Here are a few suggestions of how to transform your rage into love:

  1. Check in on your women folk. Every time sexual assault becomes big news, millions of women are left dealing with re-opened wounds and trauma with little or no support. Please make sure the women in your life know they are loved and supported. Ask them what they need.
  2. If you have the wherewithal, donate to your local rape crisis centre or women's shelter. When I owned my business, I would often do fund raisers for various organizations, including the Victoria Women's Transition House. Sadly/thankfully, this place has been protecting women from abusive partners for over 50 years, growing bigger, offering more services, and always at capacity. Since retiring, I have been crocheting blankets for the women and children who end up at VWTH, often with nothing but the clothes on their back. Rape crisis centres and women's shelters are chronically underfunded and over-subscribed. Please see how you can support them.

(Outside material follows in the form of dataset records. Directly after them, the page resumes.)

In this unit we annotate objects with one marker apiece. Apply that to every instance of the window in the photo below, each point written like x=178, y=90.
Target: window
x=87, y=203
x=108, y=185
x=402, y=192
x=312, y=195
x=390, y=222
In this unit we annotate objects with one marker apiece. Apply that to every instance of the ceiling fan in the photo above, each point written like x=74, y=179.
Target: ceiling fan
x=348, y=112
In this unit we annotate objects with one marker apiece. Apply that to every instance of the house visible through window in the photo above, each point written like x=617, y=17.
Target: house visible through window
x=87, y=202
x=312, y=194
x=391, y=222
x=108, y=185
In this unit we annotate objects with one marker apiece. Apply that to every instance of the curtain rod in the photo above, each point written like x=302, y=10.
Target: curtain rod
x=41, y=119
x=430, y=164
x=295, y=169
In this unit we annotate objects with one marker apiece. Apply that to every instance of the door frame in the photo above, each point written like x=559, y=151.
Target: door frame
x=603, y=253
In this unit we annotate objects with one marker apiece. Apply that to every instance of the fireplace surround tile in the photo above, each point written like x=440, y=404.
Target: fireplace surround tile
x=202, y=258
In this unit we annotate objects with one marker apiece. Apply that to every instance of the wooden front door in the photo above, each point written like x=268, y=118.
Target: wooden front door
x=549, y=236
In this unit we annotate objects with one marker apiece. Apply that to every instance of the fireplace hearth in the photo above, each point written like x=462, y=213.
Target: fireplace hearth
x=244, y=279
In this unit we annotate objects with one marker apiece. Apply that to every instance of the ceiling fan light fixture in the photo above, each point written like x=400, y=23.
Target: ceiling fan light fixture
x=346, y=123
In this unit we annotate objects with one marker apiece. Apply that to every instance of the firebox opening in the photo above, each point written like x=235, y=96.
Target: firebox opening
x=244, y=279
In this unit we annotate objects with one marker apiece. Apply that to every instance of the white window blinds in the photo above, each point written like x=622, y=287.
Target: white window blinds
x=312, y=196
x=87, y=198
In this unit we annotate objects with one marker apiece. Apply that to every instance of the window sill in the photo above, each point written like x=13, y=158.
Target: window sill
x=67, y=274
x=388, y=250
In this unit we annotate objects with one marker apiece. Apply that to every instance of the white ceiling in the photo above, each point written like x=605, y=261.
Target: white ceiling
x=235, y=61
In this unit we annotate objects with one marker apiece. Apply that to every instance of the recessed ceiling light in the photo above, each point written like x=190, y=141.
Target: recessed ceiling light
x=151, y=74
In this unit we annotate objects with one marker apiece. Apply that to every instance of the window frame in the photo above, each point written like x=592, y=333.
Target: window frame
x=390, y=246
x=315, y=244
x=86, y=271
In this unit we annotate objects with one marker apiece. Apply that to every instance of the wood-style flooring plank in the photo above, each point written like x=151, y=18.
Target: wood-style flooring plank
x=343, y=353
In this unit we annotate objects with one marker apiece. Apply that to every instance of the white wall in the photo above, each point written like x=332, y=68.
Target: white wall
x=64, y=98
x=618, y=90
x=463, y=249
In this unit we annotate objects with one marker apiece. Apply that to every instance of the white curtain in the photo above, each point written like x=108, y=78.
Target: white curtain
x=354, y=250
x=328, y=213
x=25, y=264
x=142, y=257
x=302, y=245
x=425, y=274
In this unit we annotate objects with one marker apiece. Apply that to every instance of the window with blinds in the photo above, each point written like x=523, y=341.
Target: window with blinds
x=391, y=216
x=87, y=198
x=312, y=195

  3. Talk to boys! The manosphere is incredibly noisy so we just have to be noisier and more inviting. I know so many wonderful teenage boys and young men who were raised to be kind, considerate, respectful, engaged humans. It is totally possible to raise boys to be mensches, but it takes a community, not just the parents. Let's teach them what healthy masculinity looks like, what consent looks like, what being a good human looks like. Talk to boys.

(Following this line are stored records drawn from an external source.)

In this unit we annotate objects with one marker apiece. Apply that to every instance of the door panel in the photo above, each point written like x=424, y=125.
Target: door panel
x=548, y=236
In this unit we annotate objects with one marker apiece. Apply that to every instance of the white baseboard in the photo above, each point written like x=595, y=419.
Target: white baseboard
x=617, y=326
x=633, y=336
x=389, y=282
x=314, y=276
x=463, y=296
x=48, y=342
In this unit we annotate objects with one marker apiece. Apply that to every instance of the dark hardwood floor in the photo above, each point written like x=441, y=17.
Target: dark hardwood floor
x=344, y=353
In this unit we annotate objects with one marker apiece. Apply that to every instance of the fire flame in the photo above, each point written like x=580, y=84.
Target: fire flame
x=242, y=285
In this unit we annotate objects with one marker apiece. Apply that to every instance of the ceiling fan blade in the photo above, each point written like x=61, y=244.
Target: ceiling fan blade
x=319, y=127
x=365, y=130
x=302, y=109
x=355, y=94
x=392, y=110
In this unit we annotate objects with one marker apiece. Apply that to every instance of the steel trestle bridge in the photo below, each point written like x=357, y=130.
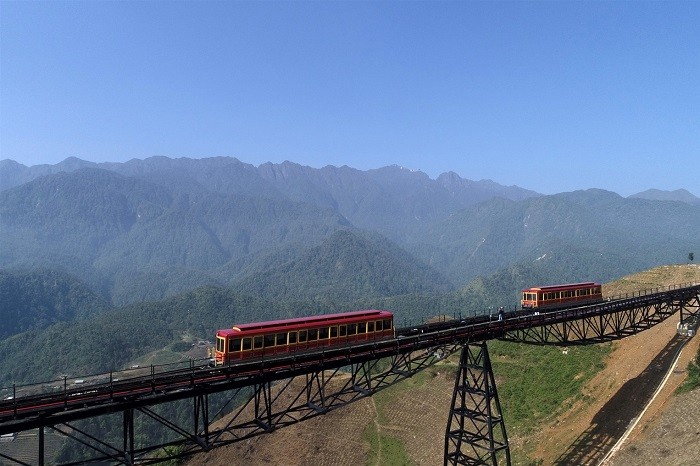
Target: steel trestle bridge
x=275, y=392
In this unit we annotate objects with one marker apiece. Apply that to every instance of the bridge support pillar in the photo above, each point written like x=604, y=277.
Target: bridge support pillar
x=476, y=432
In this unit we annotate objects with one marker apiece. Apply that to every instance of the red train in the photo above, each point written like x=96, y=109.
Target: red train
x=555, y=296
x=284, y=336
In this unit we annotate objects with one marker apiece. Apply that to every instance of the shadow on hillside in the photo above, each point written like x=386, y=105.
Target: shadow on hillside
x=610, y=422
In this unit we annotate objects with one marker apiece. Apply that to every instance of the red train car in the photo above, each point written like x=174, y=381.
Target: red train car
x=284, y=336
x=555, y=296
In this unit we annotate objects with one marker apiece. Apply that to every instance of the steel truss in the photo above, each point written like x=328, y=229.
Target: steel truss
x=476, y=431
x=261, y=408
x=613, y=324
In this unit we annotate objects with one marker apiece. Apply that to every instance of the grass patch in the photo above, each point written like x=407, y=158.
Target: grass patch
x=537, y=383
x=692, y=381
x=385, y=450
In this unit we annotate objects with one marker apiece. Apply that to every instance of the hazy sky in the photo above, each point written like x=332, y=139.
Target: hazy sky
x=551, y=96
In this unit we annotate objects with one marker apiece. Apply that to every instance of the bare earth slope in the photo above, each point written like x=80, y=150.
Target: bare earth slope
x=372, y=431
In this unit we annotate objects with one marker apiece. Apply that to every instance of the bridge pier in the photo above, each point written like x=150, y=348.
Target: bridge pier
x=476, y=431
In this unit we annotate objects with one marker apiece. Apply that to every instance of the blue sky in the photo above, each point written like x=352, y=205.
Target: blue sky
x=550, y=96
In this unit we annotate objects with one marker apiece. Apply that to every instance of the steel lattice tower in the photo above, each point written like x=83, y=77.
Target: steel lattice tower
x=476, y=432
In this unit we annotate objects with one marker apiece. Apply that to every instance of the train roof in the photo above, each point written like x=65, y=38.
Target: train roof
x=273, y=326
x=567, y=286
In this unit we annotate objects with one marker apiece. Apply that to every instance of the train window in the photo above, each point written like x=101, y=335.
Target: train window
x=234, y=345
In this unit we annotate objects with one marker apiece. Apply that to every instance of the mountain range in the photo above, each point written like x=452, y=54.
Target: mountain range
x=148, y=229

  4. Men folk - pay attention! Out of respect for a woman's need to feel safe, my husband will cross the street if he finds himself walking behind a solo woman, especially after dark. It's so important for men to understand how their actions can make women feel safe or unsafe. Pay attention to the clues and do your part to make women feel safe in your presence.
  5. Speak out loudly when you witness any form of abusive behaviour. I mean, be really fucking noisy! Creepy men have banked on our silence forever, and that is how they've been able to get away with sexual abuse for so long. No more. If you see someone behaving badly (irl or online), or making inappropriate 'jokes', scream at them. Tear a fucking strip off them. Let them know that they will not get away with this under your watch. Unleash all your rage in their skanky face.
  6. If you are a survivor of sexual assault, I am sending you so much love. I hope you are taking extra care with your heart just now. Please give yourself permission to nurture yourself, to rest, and do whatever feels healing. This is a painful time, and you shouldn't have to relive your trauma as we collectively come to terms with the fact that the world's wealthiest monsters set their targets on the most vulnerable members of our society and have got away with it for years.

Imagining a safer world ahead.

I don't know if we will ever live in a time that is not dominated by gross injustice, but I am hopeful that we are (albeit slowly and painfully) working our way towards that better world. I am hopeful that the festering pestilence of patriarchy that has so toxically infected every aspect of our world systems for far too long is finally rupturing so intensely and completely it will now make space for us to heal and renew our societies. I am hopeful that enough of these pedophiles and pedo-protectors will truly be held accountable and justice will be served. I am hopeful that we can start moving towards a world where consent and respect are the norms, and women no longer have to spend our lives trying not to get raped (my young friend Avery wrote this beautiful song about the harsh reality of walking home at night, trying not to get raped). I don't know if this is possible, but I do know that for my daughter, for my young friend Avery, and for every woman everywhere, I will do everything I can to create a safer and more justice world for them.